The most prominent part of “Letter to You” is the themes Springsteen explores. Having started his music career in the 1960s, he has experienced much in life, and each of his songs reflects upon his experiences. But instead of looking back and remarking on the lessons he’s learned or his glory days, he only seems obsessed with the concept of time. The song “Last Man Standing” focuses on Springsteen’s fixation with life’s ticking clock. As Springsteen remarks, “You count the names of the missing as you count off time.” Though these lyrics are poetic, he says nothing impactful about the people he’s singing about, and the song comes across as an old man rambling.
Moreover, Springsteen does not create engaging instrumentals for any of the tracks. Springsteen’s earlier albums helped craft the rock‘n’roll sound associated with the classic hit albums “Born To Run,” “The River” and “Born In The U.S.A.” Instead of supporting his vocals with a keyboard, heavy electric guitar or saxophone, Springsteen relies too much on an unenthusiastic guitar and classical piano. As a result, “Letter To You,” while clearly Springsteen, feels empty and flat compared to his earlier works.
The tempo of a song affects a person’s emotions in different ways. The tempos on this album are leisurely and have lower energy, which greatly impacts the listener. The slow, similar tempos prevent any of the tracks from standing out and make the middle songs seem to run into one another.
The one exception to the album’s sluggish music is “One Minute You’re Here.” The track draws heavily on country influences, with a subdued piano, light acoustics and soft, warm percussion. Springsteen switches out his husky, gruff voice for a sweet country yodel.
This light tune is a pleasant divergence from Springsteen’s classic rock sound, but it is the only track on the album to do so. The other 11 songs follow no consistent structure and offer nothing to seize the listener. Song structures are important because they create a balance for the listener. Structures such as ABABCB are reliable and functional. But the tracks on this album follow no consistent structure whatsoever. “Last Man Standing” has three back-to-back verses before the chorus of the song is introduced. The song “House Of A Thousand Guitars” is nine stanzas with no chorus. By not sticking to consistent structures — or even any structure, in some instances — attempting to follow the songs grows tiresome for the listener and makes listening through the album a chore.

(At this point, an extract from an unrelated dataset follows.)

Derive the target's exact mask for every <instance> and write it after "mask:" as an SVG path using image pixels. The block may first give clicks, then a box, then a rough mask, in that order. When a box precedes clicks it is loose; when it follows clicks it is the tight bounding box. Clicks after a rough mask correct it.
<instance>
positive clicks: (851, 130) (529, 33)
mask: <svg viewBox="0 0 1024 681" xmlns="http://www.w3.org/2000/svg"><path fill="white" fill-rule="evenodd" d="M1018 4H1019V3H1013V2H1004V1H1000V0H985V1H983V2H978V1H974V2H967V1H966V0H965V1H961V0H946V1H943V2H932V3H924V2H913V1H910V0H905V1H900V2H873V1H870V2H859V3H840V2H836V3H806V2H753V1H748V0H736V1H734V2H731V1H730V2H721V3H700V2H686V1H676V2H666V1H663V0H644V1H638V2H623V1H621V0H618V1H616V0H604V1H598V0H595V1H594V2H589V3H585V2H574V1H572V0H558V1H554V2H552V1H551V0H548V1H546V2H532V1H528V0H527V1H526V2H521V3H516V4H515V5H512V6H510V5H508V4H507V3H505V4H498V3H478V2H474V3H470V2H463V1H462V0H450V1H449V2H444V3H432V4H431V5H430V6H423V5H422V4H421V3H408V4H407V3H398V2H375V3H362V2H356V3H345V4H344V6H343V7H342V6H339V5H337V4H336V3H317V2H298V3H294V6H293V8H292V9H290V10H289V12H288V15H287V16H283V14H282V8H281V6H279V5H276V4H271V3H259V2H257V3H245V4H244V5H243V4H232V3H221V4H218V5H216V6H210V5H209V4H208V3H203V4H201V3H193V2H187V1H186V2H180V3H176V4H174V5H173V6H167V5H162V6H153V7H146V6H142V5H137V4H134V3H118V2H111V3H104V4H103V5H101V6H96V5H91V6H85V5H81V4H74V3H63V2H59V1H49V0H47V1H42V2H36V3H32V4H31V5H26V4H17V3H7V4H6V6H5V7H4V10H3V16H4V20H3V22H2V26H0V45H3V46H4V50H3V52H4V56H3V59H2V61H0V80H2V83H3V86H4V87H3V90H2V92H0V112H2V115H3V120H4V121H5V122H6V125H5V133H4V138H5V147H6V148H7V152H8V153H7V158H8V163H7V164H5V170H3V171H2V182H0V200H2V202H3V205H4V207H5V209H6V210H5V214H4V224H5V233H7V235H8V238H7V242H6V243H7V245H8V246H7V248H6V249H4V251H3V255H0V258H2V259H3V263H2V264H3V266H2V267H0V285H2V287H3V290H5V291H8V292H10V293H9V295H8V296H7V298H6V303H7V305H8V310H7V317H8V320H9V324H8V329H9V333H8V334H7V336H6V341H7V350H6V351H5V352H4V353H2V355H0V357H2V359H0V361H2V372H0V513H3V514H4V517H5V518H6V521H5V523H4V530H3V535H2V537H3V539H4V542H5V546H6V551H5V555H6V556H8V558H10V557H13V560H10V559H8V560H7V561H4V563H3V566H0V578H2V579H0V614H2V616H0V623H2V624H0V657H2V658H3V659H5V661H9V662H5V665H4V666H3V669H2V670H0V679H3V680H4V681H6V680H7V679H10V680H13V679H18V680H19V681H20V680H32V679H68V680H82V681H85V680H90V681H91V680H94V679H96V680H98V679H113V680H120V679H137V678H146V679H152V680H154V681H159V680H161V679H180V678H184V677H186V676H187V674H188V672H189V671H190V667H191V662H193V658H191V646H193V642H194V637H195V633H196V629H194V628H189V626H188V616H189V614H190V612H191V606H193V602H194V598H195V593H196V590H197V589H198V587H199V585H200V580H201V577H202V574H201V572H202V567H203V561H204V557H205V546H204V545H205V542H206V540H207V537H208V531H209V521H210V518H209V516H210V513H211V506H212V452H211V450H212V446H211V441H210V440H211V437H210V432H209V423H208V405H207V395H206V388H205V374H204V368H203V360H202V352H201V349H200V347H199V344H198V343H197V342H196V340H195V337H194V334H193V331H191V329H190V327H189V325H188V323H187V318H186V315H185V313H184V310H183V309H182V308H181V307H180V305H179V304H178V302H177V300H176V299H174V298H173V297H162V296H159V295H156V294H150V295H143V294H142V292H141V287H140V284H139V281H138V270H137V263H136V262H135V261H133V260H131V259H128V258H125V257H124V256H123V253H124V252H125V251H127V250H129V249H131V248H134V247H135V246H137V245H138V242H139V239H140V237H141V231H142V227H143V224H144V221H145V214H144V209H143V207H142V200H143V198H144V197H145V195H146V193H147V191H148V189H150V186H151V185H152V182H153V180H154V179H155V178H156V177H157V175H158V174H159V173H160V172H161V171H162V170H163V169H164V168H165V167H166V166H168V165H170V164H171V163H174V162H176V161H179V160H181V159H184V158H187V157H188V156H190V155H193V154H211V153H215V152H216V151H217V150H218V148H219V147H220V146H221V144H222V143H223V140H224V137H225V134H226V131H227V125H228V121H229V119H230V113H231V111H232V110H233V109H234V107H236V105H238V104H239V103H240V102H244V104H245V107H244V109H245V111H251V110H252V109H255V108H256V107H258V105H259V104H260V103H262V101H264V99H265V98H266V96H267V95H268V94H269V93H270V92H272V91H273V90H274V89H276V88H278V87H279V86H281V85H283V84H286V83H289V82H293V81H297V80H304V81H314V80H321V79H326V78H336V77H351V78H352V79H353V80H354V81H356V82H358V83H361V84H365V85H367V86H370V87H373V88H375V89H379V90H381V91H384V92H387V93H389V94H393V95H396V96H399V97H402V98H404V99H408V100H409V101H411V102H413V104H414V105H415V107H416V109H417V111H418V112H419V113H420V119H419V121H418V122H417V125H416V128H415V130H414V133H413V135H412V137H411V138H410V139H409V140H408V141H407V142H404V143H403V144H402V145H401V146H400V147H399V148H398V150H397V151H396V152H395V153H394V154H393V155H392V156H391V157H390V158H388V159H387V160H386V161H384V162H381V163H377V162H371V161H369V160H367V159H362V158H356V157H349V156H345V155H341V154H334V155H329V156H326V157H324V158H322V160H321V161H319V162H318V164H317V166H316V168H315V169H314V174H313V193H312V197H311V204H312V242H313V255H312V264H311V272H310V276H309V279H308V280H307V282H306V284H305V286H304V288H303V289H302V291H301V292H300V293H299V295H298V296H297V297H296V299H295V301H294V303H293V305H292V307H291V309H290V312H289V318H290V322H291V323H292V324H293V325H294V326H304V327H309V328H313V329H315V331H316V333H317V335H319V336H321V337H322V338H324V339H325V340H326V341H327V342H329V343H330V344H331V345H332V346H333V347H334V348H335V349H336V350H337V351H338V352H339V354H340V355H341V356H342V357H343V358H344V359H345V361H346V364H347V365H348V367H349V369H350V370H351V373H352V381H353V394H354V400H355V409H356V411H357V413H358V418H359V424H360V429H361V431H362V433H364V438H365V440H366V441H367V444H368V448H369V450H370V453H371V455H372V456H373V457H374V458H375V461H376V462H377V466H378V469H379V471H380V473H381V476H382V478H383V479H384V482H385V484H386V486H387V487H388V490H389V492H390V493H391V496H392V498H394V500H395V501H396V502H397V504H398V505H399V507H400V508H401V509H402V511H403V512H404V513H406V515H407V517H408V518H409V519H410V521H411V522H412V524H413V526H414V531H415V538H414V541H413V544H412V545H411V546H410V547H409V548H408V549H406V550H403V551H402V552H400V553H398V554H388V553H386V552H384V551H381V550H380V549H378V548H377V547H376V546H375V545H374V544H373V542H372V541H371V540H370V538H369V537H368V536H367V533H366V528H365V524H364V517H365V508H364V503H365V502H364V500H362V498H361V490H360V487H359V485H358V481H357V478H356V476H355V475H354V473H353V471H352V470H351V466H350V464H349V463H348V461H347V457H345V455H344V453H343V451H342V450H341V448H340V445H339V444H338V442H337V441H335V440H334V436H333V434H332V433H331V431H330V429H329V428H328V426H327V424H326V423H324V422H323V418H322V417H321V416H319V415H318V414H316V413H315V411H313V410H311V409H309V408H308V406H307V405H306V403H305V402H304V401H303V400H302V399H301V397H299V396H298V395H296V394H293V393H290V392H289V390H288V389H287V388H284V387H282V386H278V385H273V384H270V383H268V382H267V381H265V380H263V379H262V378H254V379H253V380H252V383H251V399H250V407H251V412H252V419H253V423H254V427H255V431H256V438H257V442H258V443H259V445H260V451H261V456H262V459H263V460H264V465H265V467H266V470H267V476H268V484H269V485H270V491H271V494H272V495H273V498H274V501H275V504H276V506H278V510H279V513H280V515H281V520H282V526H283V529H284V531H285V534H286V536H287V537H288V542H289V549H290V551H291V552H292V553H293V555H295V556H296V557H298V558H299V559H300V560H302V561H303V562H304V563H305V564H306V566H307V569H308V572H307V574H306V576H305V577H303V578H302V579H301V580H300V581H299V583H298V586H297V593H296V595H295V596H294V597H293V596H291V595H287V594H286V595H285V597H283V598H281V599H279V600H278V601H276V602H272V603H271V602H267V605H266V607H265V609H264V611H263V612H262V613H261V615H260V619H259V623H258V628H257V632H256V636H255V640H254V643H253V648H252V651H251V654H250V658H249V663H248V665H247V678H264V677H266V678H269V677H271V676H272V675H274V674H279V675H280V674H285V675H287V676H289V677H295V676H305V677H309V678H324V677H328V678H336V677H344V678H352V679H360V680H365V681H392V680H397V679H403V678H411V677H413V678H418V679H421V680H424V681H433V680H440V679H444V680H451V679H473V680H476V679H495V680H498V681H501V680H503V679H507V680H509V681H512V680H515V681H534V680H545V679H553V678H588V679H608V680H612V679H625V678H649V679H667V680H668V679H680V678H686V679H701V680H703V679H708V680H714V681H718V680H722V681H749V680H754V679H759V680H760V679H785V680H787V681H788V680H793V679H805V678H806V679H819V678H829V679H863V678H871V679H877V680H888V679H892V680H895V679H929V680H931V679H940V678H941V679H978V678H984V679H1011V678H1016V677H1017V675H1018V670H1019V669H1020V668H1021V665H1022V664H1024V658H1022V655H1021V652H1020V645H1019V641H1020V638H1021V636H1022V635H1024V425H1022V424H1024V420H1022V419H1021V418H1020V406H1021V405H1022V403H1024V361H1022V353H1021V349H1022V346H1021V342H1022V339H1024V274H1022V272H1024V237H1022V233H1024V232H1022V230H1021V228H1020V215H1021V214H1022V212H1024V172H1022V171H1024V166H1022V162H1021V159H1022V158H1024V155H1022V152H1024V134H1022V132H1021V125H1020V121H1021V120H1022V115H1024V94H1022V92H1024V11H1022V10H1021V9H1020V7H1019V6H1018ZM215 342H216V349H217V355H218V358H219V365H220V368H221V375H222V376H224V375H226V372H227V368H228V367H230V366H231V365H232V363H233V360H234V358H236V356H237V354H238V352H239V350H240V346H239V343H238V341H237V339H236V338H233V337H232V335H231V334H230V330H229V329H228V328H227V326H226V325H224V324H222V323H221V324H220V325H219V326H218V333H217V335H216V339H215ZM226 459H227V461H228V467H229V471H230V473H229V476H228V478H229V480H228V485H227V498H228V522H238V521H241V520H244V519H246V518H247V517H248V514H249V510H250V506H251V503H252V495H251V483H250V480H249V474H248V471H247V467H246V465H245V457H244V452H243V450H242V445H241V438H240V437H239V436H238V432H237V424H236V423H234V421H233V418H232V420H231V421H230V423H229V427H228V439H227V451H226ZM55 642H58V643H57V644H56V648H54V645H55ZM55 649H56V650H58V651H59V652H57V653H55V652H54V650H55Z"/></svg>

Upon the announcement of this album, the 71-year-old singer-songwriter remarked, “We made the album in only five days,” and unfortunately, that haphazard production comes through. The album offers no lasting form of expression nor sound for Springsteen, leaving listeners yearning for his classic rock sound through a majority of the tracks. Springsteen may have made loyal fans happy with “Letter To You,” but he doesn’t dare to offer anything new. This album merely adds quantity — but not quality — to Springsteen’s sizable discography.